Kate Anderson Alvin Albert Albert Camus Amazon Barnes Camus SARS
"albert  camus" Discussed on The Eric Metaxas Show

The Eric Metaxas Show

02:01 min | 1 year ago

"albert camus" Discussed on The Eric Metaxas Show

"The Germans bought into this stupid idea. They thought, hey, we're German, which means we're Lutheran, which means Luther invented Christianity as far as we're concerned. He invented this idea of grace, grace means I don't have to do anything, and that's that. And of course, Bonham wrote about cheap grace and the idea that if you don't really understand grace, you treat it like nothing. You know, you treat what God has done for you like nothing, which means you don't get it, which means you don't believe which means forget about grace. There's no grace because you have an appropriate degree. I really believe for other reasons the church in America today has done the same thing. I think there are different reasons, but there are tons of people who've excoriated people like me and Frank and said, you've made an idol of politics. You've made an idol of Donald Trump. You know, ridiculous things. And the point is no, we just believe that our faith touches everything. It's not some little parochial religious thing that stays in the corner, like the official church is doing China. It's something that has to come out of the church and live everywhere. We have a free exercise of religion, freedom to do that. So if you keep it in this little religious theological corner, then it's phony. It's abbreviated faith. If you don't live it out in the school, on the workplace, on the radio, on the whatever it is, if you don't do that, you don't really believe it.
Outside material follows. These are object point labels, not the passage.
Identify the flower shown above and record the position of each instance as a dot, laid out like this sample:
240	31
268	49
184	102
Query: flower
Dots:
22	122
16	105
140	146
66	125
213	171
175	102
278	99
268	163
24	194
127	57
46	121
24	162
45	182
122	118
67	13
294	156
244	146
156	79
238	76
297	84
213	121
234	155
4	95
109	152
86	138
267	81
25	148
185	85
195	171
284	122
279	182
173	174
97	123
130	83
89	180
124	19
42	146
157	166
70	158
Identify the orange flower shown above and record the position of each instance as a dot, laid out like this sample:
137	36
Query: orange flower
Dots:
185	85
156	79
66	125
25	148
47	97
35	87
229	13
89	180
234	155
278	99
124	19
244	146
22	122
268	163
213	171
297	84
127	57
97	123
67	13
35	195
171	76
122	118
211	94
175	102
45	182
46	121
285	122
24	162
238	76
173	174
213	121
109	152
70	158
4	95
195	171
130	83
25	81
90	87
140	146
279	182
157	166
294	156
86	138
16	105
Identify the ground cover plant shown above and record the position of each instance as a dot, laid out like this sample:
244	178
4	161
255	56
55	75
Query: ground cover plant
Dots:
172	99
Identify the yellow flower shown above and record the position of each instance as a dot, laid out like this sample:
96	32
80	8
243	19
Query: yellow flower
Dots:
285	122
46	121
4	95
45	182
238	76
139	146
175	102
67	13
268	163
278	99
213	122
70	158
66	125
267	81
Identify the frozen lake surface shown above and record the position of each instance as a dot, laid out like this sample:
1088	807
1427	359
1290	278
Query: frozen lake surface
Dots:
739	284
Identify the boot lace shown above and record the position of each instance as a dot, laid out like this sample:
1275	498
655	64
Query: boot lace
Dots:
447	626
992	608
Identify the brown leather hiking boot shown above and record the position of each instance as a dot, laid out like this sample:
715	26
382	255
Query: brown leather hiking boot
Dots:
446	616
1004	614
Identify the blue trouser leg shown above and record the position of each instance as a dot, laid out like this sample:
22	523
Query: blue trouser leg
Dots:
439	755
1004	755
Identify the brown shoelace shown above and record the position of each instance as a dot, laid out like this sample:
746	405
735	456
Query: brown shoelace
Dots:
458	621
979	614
Your phony. So when people talk about, I just want to preach the gospel. I don't want to be I don't want to be political. We think that's just stupid. That makes no sense. Because if you're a Jew in a boxcar going to Treblinka or Auschwitz, you think, you know, I would love it if there was some Christians out there on the other side of this boxcar who believed what they said and would get political and stand up against the system that is sending me my family to death. That means getting political.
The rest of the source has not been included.